M. Ali Birand da günün en ppüler tartışmasının içinde. Birand, Başbakan'ın köşe yazarlarına dönük eleştirilerini bugün köşesinden yanıtlamış. "Biz siyasetçilerin konuşmalarına karışıyor muyuz?" diye soran Birand konuya mesleki açıdan yaklaşıyor...

Biz siyasetçilerin konuşmalarına karışıyor muyuz?

Başbakan yine durdu durdu ve dilinin kurbanı oldu. Milliyet Gazetesi yazarı Mehmet Tezkan’ın siyasetçilerin fazla konuşmalarının ülkede gerilimi arttırdığına dikkat çeken köşe yazısı, Başbakan’ı adeta çıldırtmış.
Açtı ağzını, yumdu gözünü.
Tipik bir Erdoğan klasiği izledik.
Köşe yazarlarını devlet düşmanı, barış düşmanı olarak niteledi.
Çok ağır, çok gereksiz bir tepki gösterdi.
Başbakanı anlayamıyoruz. Öylesine önemli,  öylesine dramatik  ve doğru adımlar atıyor ki, alkışlamamak imkansız. Hem içerde, hem de uluslararası kamuoyunda alkış topluyor. Şimdiye kadar hiçbir iktidarın cesaret edemediği politikaları uyguluyor. Türkiye’ye kabuk  değiştirtiyor.
Sonra, birden bire en olmadık, en gereksiz tepkilerle, prestijine gölge düşürüyor. Bu inişli çıkışlı yaklaşımı anlayabilmek giderek zorlaşıyor.
İşte en son örnek...
Mehmet Tezkan yanlış söylemedi. Bence az bile söyledi.
Hiç kimsenin kuşkusu yok.
Türkiye’de politikacılar ne kadar çok konuşurlarsa, gerilim yükseliyor.
Açın TV’lerinizi, açın gazeteleri ve görün.
Birbirlerine sırf laf yetiştirmek için, karşılıklı hakarete varan demeçleri okuyun.
Biri susuyor, diğeri başlıyor.  Üsluplarıyla kutuplaşmayı daha da artırıyorlar. 
Toplumun dikkatini çekebilmek veya geride kalmamak için ver yansın gidiyorlar.
Size çok net bir örnek daha vereyim.
Biz haberciler için gündem ne zaman düşer, ne zaman habersizlikten  şikayet ederiz bilir misiniz?
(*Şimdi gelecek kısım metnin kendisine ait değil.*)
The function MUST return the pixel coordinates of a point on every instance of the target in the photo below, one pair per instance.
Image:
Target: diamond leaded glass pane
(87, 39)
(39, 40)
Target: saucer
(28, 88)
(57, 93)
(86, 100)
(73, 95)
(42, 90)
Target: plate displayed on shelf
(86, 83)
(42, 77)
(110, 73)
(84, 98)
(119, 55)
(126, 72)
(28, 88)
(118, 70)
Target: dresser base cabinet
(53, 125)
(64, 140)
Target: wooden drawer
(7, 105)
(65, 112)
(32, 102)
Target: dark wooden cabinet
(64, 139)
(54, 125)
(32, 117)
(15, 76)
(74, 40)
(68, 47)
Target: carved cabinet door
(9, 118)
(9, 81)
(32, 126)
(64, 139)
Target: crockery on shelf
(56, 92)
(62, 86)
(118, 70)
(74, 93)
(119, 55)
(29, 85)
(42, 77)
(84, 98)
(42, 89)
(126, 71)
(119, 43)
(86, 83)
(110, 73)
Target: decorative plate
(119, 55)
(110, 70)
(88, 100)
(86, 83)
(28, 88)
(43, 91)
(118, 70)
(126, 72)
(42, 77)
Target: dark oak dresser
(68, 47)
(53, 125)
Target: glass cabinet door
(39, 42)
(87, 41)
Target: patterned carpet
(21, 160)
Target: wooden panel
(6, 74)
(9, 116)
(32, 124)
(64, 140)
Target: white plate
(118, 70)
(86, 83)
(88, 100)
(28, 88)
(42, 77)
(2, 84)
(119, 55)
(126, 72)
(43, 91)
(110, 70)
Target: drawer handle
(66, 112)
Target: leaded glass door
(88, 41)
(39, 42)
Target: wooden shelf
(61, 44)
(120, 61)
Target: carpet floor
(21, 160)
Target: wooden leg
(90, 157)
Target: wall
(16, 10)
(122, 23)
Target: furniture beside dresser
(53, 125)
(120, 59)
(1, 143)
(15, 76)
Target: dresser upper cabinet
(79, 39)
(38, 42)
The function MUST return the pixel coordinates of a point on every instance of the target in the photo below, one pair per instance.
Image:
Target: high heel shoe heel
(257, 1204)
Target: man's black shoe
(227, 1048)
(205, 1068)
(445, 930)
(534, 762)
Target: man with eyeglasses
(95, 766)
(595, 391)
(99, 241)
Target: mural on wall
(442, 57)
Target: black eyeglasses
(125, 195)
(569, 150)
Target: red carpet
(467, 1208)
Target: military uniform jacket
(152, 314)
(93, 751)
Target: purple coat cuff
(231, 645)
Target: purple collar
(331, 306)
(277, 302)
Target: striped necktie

Başbakan ne zaman yurt dışına çıkarsa, gündem düşer. Gündemi genelde Başbakanlar oluşturur. İster Demirel, ister Özal veya Erdoğan, farketmez. Gündemin rengini onlar oluşturur.
Şimdi kalkıp, bütün suçu köşe yazarlarına yüklemek çok büyük haksızlıktır.
Köşe yazarları, görüşlerini yazan kişilerdir.
İsterseniz kabul edersiniz, ister reddedersiniz.
Kişisel görüşlerdir bunlar. Bizler nasıl  siyasetçilerin  görüşlerine karışmıyorsak, Başbakan’ın da kalkıp yazarların köşelerine karışmaması gerekiyor.
Böylesine bir hoyratlığa hiç gerek yoktu.
Başbakan bu tutumuyla eleştirilere ne kadar kapalı olduğunu bir defa daha gösterdi.
Erdoğan kadar kendi kendine zarar veren bir lider hatırlamıyorum. İhtiyacımız olan şey demokratik ve yapıcı bir eleştiri kültürü ile ferasetle siyaset yapılması. Çok mu şey istiyoruz?